Ce que Lacouture appelle l'ostracisme de FDR confinait à la méfiance pathologique, au point qu'il finira par indisposer toute la presse anglo-saxonne et une partie des généraux ayant combattu aux côtés des Français en Tunisie puis en Italie. En particulier Eisenhower finira par passer outre et à aider De Gaulle autant qu'il le pourra. (de même Cordell Hull, son secrétaire d'état - affaires étrangères - avait fini par suivre le même chemin.)
Le raisonnement démocratique de FDR aurait été parfait, s'il ne s'était pas permis de désigner lui-même qui devait diriger les français d'Afrique du Nord, à savoir Darlan - un collabo notoire - puis Giraud - plutôt vichyste dans l'esprit sur le plan politique.
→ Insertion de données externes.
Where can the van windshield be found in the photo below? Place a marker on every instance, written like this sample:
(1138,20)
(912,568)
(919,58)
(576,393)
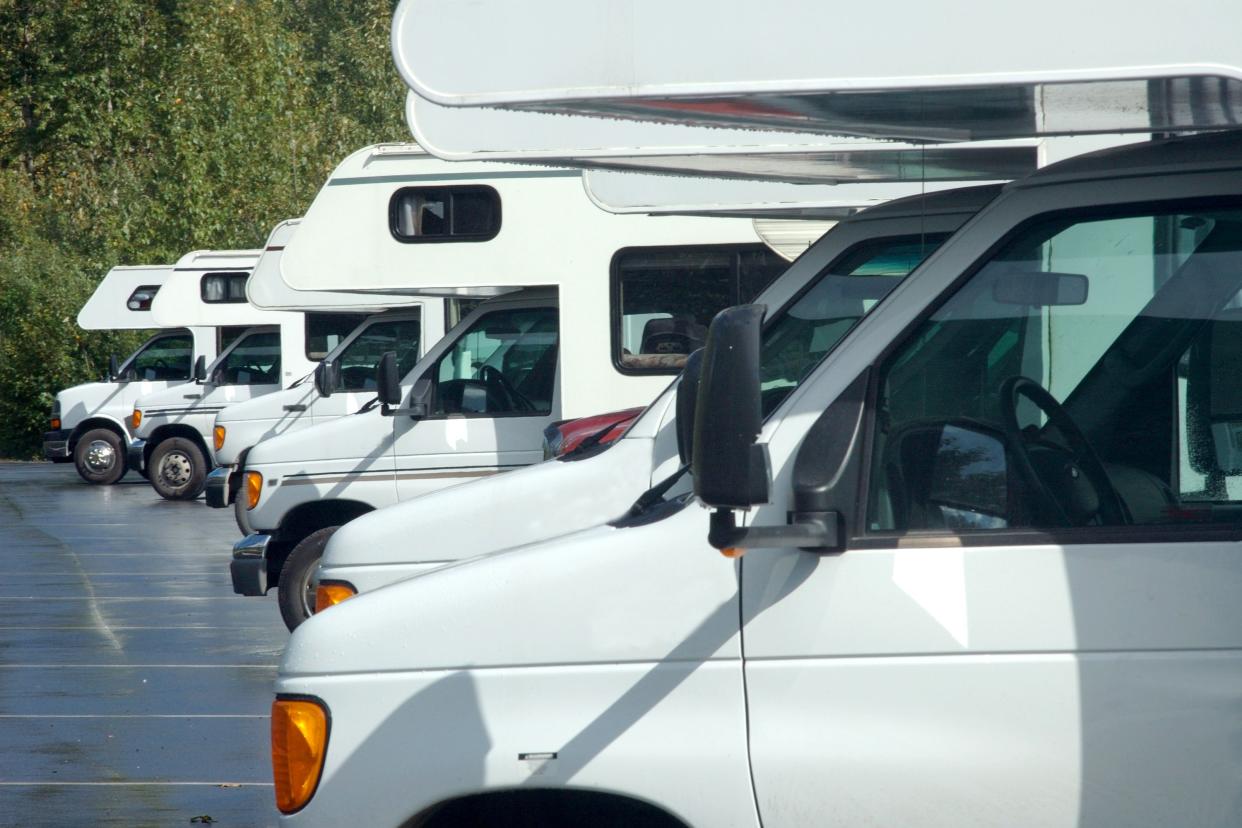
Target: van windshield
(846,289)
D'où la logique de l'Amgot pour la France. A quoi il faut ajouter que Roosevelt ayant maintenu un ambassadeur à Vichy jusqu'au débarquement en AFN, Vichy dont il n'avait cessé s'espérer un sursaut patriotique, FDR qui n'avait jamais voulu voir la France ailleurs qu'à Vichy était logique avec lui-même : si la France c'était Vichy, elle serait traitée comme un pays non seulement sans gouvernement, mais même comme allié du Reich, tout simplement.
Roosevelt fera durer le plaisir jusqu'en... octobre 44, soit deux mois après la Libération de Paris, pour finir, sous la pression d'une presse américaine déchaînée (qui proclamait que la plaisanterie avait assez duré) et des correspondants de guerre qui rapportaient qu'il n'y avait aucune espèce de doute sur l'autorité du gouvernement provisoire et sa popularité, par reconnaître officiellement le gouvernement provisoire. (Russes et Anglais avaient attendu la même date, par courtoisie envers Roosevelt.)
Commentaire du général, en conférence de presse devant un bon nombre de journalistes alliés, qui lui demandent ce qu'il pense de cette reconnaissance :"Le gouvernement français est satisfait qu'on veuille bien l'appeler par son nom."
J'ai bien noté, dans le texte de Prosper, que les Américains considéraient autrement le cas des pays qui avaient conservé un gouvernement (sauf le Danemark, on l'a vu, parce que son gouvernement et son roi étaient restés dans le pays, mais les Danois groupés autour de leurs institutions n'acceptèrent qu'avec réticence la présence d'un Amgot, lequel ne réussit jamais à gouverner dans les faits) à savoir la Belgique, la Hollande et la Norvège. Il est même curieux qu'un Amgot ait existé dans ces pays-là (avec quelles prérogatives ? Peut-être uniquement en tant qu'observateurs démocratiques, et peut-être, pour la Belgique, pour s'assurer des sujets - logistiques en particulier, comme le fonctionnement d'Anvers et celui des chemins de fer - qui touchaient aux opérations militaires des alliés ? Il faudrait creuser la question.)
Je finis par me demander si la présence d'un Amgot dans ces trois pays ne relevait pas uniquement de la règle soit-disant absolue posée par Roosevelt :"il n'y a de gouvernement démocratique qu'après des élections générales."
(A un de ses ministres qui lui faisait remarquer qu'il pouvait évoluer à propos de De Gaulle, il répondit: "je ne changerai pas d'avis. Je suis un Hollandais têtu !" - ses ancêtres étaient hollandais.)